The primary aim was to determine whether geometric-biomechanical models in small AAAs could improve predictions of which aneurysms would reach the threshold for surgery within four years compared with the clinically measured diameter. Secondary aims included predicting the future growth rate and the occurrence of rupture or symptomatic AAA. To this end, we applied cross-validated prediction modeling and machine learning algorithms to three-dimensional (3D) geometric and biomechanical analyses of CT examinations.

Methods

Patients

In total, 189 patients with AAA were identified consecutively from the vascular surgery outpatient clinic of the Karolinska University Hospital by using two separate, consecutive, search strategies; (1) to find all patients with an AAA as well as a registered CT performed between 2009 and 2013, and (2) to evaluate all patients with AAA who visited the clinic between 2012 and 2013. Inclusion criteria were an AAA with a maximal diameter of between 40 and 50 mm, measured from an index CT examination at least four years prior to the patient record review date. Exclusion criteria were symptoms or previous surgery of the abdominal aorta at the time of the index CT, as well as aneurysms related to an infection, systemic inflammatory disease or congenital connective tissue disorders.

Of the 189 patients, 171 had complete follow-up data, i.e. did not die of unrelated causes and in whom surveillance was not terminated before reaching the surgical threshold. These patients were specifically evaluated in order to test the prediction performance in patients who were followed according to clinical protocol. Growth rate calculations were performed for the 161 patients that had undergone at least two CTAs performed with an interval of between 8 months and 8 years.

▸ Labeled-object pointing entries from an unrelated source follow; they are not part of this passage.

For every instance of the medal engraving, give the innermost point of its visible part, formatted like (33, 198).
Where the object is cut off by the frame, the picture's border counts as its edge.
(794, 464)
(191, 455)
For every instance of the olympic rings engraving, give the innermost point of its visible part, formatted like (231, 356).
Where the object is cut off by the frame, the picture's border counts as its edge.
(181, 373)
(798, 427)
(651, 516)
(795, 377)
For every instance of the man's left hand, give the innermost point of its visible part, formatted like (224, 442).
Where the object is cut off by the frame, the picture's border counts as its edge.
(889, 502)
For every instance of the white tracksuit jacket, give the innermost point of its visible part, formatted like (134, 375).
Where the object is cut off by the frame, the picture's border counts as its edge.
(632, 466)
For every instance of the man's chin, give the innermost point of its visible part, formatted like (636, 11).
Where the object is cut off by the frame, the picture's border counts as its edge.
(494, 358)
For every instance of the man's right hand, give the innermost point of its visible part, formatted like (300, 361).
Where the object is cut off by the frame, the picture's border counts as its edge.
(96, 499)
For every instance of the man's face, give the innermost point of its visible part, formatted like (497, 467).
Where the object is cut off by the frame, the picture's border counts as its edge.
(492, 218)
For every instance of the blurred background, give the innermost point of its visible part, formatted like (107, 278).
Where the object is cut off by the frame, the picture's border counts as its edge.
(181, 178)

The study was conducted according to the Declaration of Helsinki. Informed consent was waived due the study’s retrospective nature and the resulting risk of losing patient material in a biased manner if patients of high age or significant comorbidity were excluded due to death or being unable to give informed consent. Further, the study did not affect the care of the included patients. The study and waiver of informed consent were approved by the Swedish Ethical Review Authority.

Outcomes and definitions

The primary outcome was reaching the surgical threshold within four years, which was defined as the aneurysm expanding to a clinical diameter of 55 mm for men and 52 mm for women, according to our clinical protocol, being surgically treated at smaller diameters or the occurrence of rupture or symptomatic AAA within four years of the index CT. An aneurysm was considered stable if it was intact and asymptomatic with a diameter below 55 mm for men and 52 mm for women after four years of follow-up. Incomplete follow-up was defined as death from causes unrelated to the abdominal aorta or terminated surveillance for other reasons before reaching surgical threshold. These patients were placed in the stable group when all patients were considered.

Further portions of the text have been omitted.